Ted Dekker is a unique author.  Most authors are content to put out a book a year sometimes only a book every few years, but not Dekker.  In just four years he has released ten books.  Many fans will know him from his recent trilogy of books Black, Red, and White.
  
Stephen Friedman works in real estate in 1973 Los Angeles, California, living an ordinary life.  After the death of a local Holocaust survivor, Stephen learns some surprising news.  It is this news that ties him in to a set of priceless relics that were thought to be legend, until one of them is donated to a local museum.  The donation proves their existence.  Stephen believes that he is heir to these relics so he does all he can to find them.  Unfortunately, he is not the only one searching for them, so is Roth Braun. Roth and his father have been searching for these relics since they were taken from them several decades ago.  They will do anything to find them, even murder.

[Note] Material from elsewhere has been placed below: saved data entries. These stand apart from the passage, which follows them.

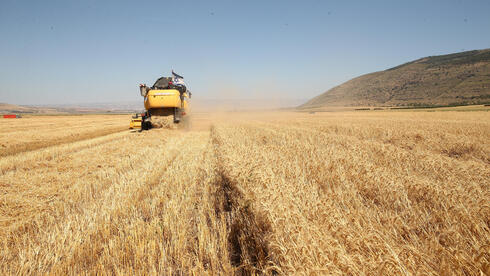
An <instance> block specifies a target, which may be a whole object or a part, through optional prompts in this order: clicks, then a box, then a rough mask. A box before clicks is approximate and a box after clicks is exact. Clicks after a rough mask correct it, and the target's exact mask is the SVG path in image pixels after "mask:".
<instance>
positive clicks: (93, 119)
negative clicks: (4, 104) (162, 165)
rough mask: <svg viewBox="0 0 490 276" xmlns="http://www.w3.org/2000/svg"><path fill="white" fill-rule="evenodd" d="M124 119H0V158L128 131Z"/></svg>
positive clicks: (110, 115) (124, 118) (78, 118)
mask: <svg viewBox="0 0 490 276" xmlns="http://www.w3.org/2000/svg"><path fill="white" fill-rule="evenodd" d="M127 118H128V116H127V115H84V116H33V117H25V118H21V119H0V129H2V131H1V132H0V157H2V156H7V155H12V154H17V153H20V152H25V151H30V150H36V149H40V148H44V147H47V146H53V145H59V144H64V143H69V142H75V141H80V140H86V139H91V138H95V137H98V136H103V135H107V134H111V133H115V132H119V131H122V130H124V129H127V128H128V126H129V123H128V121H129V120H128V119H127Z"/></svg>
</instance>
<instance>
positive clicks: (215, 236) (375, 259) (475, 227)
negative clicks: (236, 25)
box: [0, 112, 490, 275]
mask: <svg viewBox="0 0 490 276" xmlns="http://www.w3.org/2000/svg"><path fill="white" fill-rule="evenodd" d="M222 115H224V116H222ZM222 115H219V114H214V115H212V116H203V115H202V114H201V115H199V116H195V117H194V118H193V124H192V125H193V130H187V131H183V130H168V129H155V130H151V131H149V132H143V133H130V132H122V133H115V134H110V135H106V136H102V137H97V138H93V139H86V140H82V141H76V142H70V143H64V144H60V145H55V146H51V147H45V148H41V149H37V150H33V151H30V152H24V153H19V154H16V155H11V156H5V157H2V158H1V159H0V189H1V193H0V246H1V248H2V250H1V251H0V271H2V272H3V274H32V273H36V274H37V273H50V274H73V273H75V274H82V273H89V274H104V273H111V274H112V273H114V274H121V275H124V274H161V273H164V274H205V273H208V274H225V275H227V274H232V273H235V274H274V273H279V274H300V273H304V274H312V273H313V274H315V273H316V274H385V275H392V274H402V275H407V274H456V275H480V274H487V275H488V274H489V273H490V266H489V261H490V233H489V228H490V220H489V218H490V206H489V202H490V189H489V185H490V184H489V183H490V158H489V156H490V142H489V141H490V116H489V115H488V113H487V112H468V113H465V112H444V113H428V112H350V113H349V112H340V113H321V114H319V113H317V114H315V115H311V114H295V113H276V114H254V115H253V116H250V114H222ZM114 118H115V117H114ZM127 121H128V118H124V122H123V123H124V124H126V123H127ZM123 123H121V124H123ZM115 124H117V123H115ZM211 125H213V126H212V127H211V128H210V127H209V126H211ZM38 128H42V124H41V125H39V126H38ZM75 129H76V128H75V127H74V128H73V130H72V131H73V132H76V130H75ZM81 129H82V127H80V130H81ZM25 131H27V130H25ZM53 133H55V134H53V136H55V135H56V133H57V130H56V131H54V130H53ZM46 135H48V134H46ZM48 136H49V135H48Z"/></svg>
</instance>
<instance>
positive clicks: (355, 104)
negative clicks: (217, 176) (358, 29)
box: [299, 49, 490, 109]
mask: <svg viewBox="0 0 490 276" xmlns="http://www.w3.org/2000/svg"><path fill="white" fill-rule="evenodd" d="M488 102H490V49H485V50H475V51H467V52H461V53H456V54H449V55H442V56H430V57H425V58H421V59H418V60H415V61H412V62H408V63H405V64H402V65H399V66H397V67H394V68H390V69H387V70H385V71H380V72H375V73H370V74H366V75H363V76H360V77H357V78H354V79H352V80H349V81H347V82H345V83H343V84H341V85H339V86H337V87H334V88H332V89H330V90H328V91H327V92H325V93H323V94H321V95H319V96H317V97H315V98H313V99H311V100H309V101H308V102H306V103H305V104H303V105H301V106H300V107H299V108H301V109H308V108H321V107H327V106H434V105H464V104H482V103H488Z"/></svg>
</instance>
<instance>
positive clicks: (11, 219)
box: [0, 133, 164, 273]
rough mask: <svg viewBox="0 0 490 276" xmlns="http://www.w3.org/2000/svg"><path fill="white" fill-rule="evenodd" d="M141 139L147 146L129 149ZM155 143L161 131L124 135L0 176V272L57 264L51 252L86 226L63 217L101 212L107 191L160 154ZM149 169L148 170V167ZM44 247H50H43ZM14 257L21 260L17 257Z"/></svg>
mask: <svg viewBox="0 0 490 276" xmlns="http://www.w3.org/2000/svg"><path fill="white" fill-rule="evenodd" d="M145 141H146V142H149V144H147V146H146V147H143V148H140V147H133V146H132V145H133V143H136V144H143V143H144V142H145ZM161 142H162V137H161V133H160V135H159V133H151V134H150V135H137V134H136V135H131V134H130V133H126V135H125V137H124V138H122V139H117V140H114V141H111V142H109V143H105V144H101V145H96V146H94V147H90V148H84V149H82V150H80V151H75V152H69V153H67V154H63V153H61V154H56V155H55V156H54V157H53V159H52V160H49V161H45V164H46V166H39V167H38V168H36V169H34V170H32V171H24V170H14V171H9V172H7V173H5V174H3V175H2V176H1V177H0V183H2V187H3V189H4V190H5V193H4V194H2V198H1V201H2V203H3V204H2V206H0V208H1V209H0V210H1V214H2V227H1V229H0V233H1V235H0V236H1V238H2V240H1V244H2V249H3V250H2V255H1V257H0V259H1V260H3V261H2V262H1V263H2V264H8V265H7V266H5V267H2V268H1V269H2V270H3V271H5V272H7V271H10V272H19V273H20V272H22V271H24V272H26V271H38V272H42V271H44V272H46V271H49V270H48V269H49V267H50V265H52V264H53V263H54V262H56V261H57V260H56V259H53V256H57V255H58V253H57V251H56V249H54V248H58V250H69V248H70V247H65V246H66V245H64V244H65V242H66V241H67V238H66V235H69V234H70V231H69V229H77V227H81V229H82V232H80V233H79V236H78V237H74V236H71V238H68V240H69V241H70V242H72V243H74V244H77V243H78V242H79V241H80V237H83V227H86V226H88V225H90V223H88V222H87V223H83V224H80V223H79V222H78V221H77V220H76V219H75V220H70V219H69V218H71V217H79V216H82V217H83V216H84V215H86V212H88V213H89V214H88V216H90V214H92V215H93V214H95V213H97V212H98V211H99V210H102V209H100V208H99V207H100V204H101V203H102V202H105V201H104V198H106V199H107V197H106V195H107V193H108V192H109V191H113V189H115V188H116V189H121V186H125V185H130V184H131V182H127V180H128V178H130V176H131V177H132V178H133V179H135V178H137V177H138V173H137V171H138V168H140V170H141V169H142V167H141V166H143V165H145V164H146V165H148V164H149V163H148V162H142V161H146V160H147V156H148V155H151V153H152V152H154V151H155V150H157V151H159V152H163V150H164V149H163V148H162V147H161V146H160V144H161ZM60 147H64V146H60ZM50 164H52V165H50ZM151 165H152V166H154V165H155V163H154V162H153V163H151ZM149 170H150V171H151V172H153V171H152V167H150V168H149ZM46 183H49V185H46ZM115 183H119V186H115V185H114V184H115ZM116 191H118V192H119V190H116ZM90 210H92V211H90ZM91 212H92V213H91ZM67 227H68V228H67ZM62 233H64V234H62ZM50 244H53V245H52V246H48V245H50ZM19 255H22V256H25V258H24V259H22V258H21V259H19V258H17V256H19ZM60 256H64V255H63V254H61V255H60ZM63 258H66V256H64V257H63ZM39 269H40V271H39Z"/></svg>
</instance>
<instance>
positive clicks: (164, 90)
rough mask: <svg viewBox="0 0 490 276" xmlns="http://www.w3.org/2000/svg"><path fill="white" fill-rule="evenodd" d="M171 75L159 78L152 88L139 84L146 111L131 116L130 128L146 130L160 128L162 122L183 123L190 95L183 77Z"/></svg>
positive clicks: (174, 123) (177, 75) (185, 113)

This book is different from most suspense thrillers.  Many suspense thrillers are thrilling because the main character is avoiding one life-threatening situation after another.  This book has that but it is mainly suspenseful for a different reason.  "Obsessed" will keep readers in suspense because they care about the characters and in a way become obsessed with the mysteries that Stephen Friedman and Roth Braun are obsessed with. It is these mysteries, these secrets, that make this a book that is tough to put down.

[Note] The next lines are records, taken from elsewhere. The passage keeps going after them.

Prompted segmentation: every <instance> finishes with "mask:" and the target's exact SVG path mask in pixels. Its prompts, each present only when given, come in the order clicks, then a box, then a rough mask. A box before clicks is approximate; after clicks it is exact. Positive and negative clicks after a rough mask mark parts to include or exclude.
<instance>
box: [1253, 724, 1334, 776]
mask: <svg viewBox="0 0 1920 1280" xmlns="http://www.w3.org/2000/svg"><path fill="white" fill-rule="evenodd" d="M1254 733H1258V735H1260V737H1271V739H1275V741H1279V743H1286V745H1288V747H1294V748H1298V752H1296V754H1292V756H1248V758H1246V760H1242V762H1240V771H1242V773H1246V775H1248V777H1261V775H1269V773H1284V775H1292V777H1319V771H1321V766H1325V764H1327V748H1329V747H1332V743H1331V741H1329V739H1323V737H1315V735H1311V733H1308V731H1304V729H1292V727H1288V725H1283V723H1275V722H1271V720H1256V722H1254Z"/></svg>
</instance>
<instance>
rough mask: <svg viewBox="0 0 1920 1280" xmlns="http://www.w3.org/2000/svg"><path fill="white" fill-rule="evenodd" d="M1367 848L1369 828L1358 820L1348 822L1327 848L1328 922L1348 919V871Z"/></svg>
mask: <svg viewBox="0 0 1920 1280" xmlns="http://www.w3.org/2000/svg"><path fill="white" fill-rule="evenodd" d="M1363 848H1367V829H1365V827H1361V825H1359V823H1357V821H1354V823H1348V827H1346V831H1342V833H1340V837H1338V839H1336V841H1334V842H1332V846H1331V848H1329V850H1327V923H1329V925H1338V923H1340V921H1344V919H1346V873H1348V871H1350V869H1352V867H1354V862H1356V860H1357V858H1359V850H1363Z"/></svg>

Another unique aspect of this book is how it treats religion.  Many Christian fiction books treat religion in a cliched way as the main character starts off searching for God, finds God, then completes some spiritual quest or task to prove the strength of his/her new Christian life.  Obsessed instead focuses on a Jewish man whose faith is a part of who he is, but not the focus of every page of this story.  Stephen Friedman relies on God to protect him and guide him but his faith could be considered more of an inwardly-focused faith.  This results in a more authentic feel to the way that religion is lived in the life of the characters of this book unlike some books that seek to treat their characters as Christian saints that few readers can relate to.

Readers of this book will find themselves quickly drawn in.  The characters are ones that people will develop strong feelings about and the mysteries will leave people wondering.  This is quite simply the hardest book to put down so far this year.